The number of Montana adults continues to increase, with 10% more of the adult population considered overweight over the last decade.  This waist-expanding trend is occurring nationally as we become more sedentary. American adults consume about 36% of their total calories from fat; the Healthy People 2000 goal is to reduce that to 30% (HP 2000). For obesity, the HP 2000 goal is to reduce overweight to a prevalence of no more than 20% among persons aged 20 and older, and no more than 15% among adolescents aged 12 through 19.


Approximately 6.2% of Missoula County residents have diabetes, and of those only half know they have it and have received care (Chronic Disease Epidemiology and Control, APHA 1993). Type II diabetes is associated with obesity and a sedentary lifestyle. Poorly controlled diabetes can result in a multitude of serious health problems including blindness, heart disease, kidney failure, and amputation of lower extremities. Prevention for this type of diabetes includes increasing physical activity, reducing obesity, and improving eating habits.

Poverty & Diet

Poverty greatly affects the quality of nutrition Missoula families receive. Many children and adults have diets restricted to only a few kinds of foods and ingest less than optimal levels of essential nutrients. Poor diets increase an individual’s susceptibility to minor infections, such as colds, and may hinder functioning at the highest physical, mental, and emotional levels. Young families and those headed by single women are at the greatest risk for hunger. 31% of Montana families say their children suffer from hunger, and more than half say they ran out of money to buy food at least once in the past year (1995 data).

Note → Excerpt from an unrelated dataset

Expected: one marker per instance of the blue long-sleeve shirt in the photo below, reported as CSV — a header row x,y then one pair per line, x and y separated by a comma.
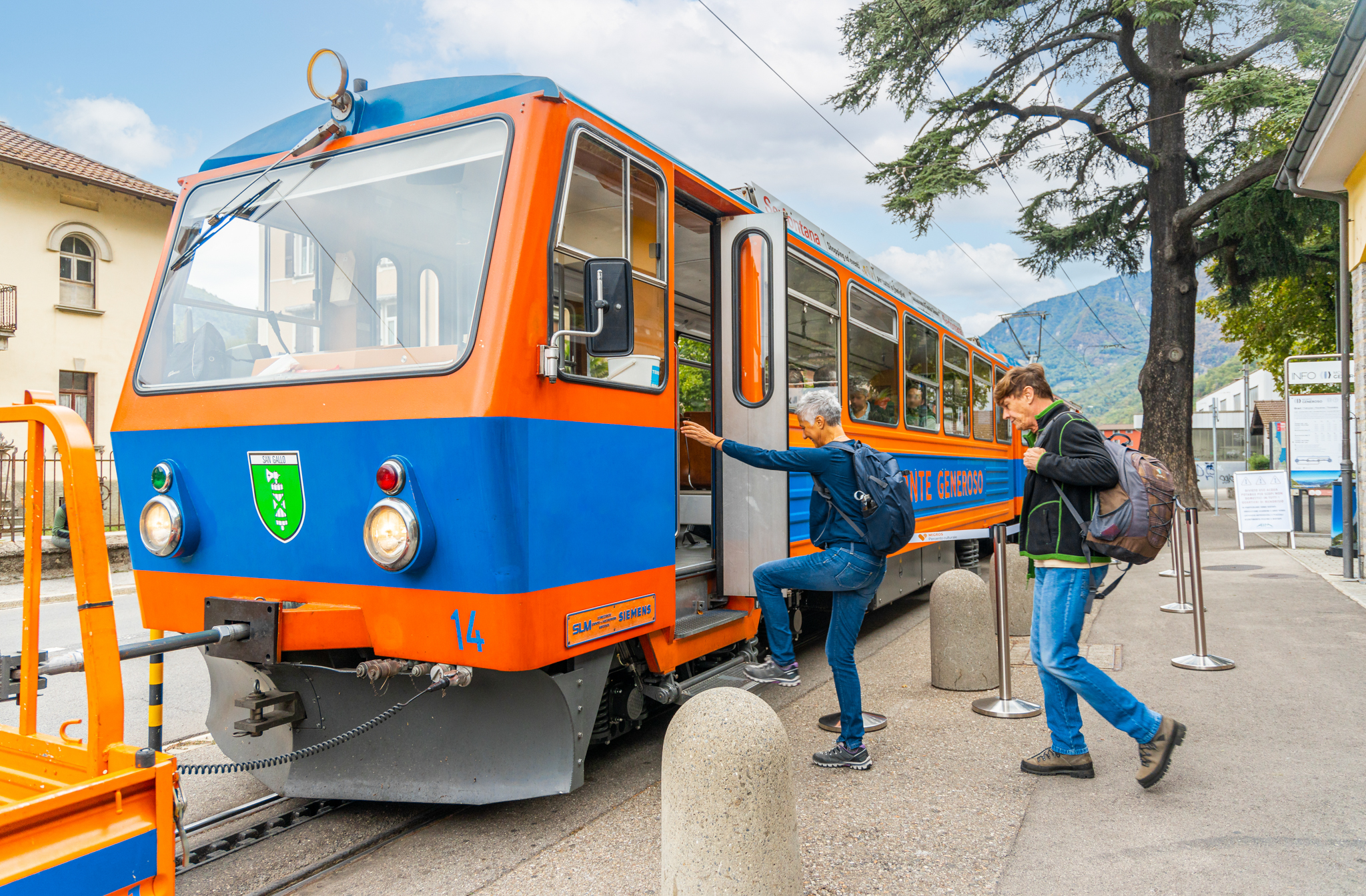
x,y
834,465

Just over half of those eligible for WIC (Assistance for Women, Infants, and Children) are aware of and use it. The Montana WIC program estimated that 35,663 infants and children were eligible for services, yet only 20,824 accessed the program.

Growing Our Own

Missoula, the Garden City, sports vegetable gardens and/or fruit trees in many backyards. Our community’s affinity for gardening shows itself in the popularity of the Farmers’ Market, many public gardens (Waterwise Gardens, Memorial Rose Garden, etc.), and programs such as the Garden City Harvest Project, Northside Community Gardens, and the Missoula Urban Demonstration Project (MUD), all of which provide Missoulians with gardening space and know-how, and/or affordable access to homegrown produce.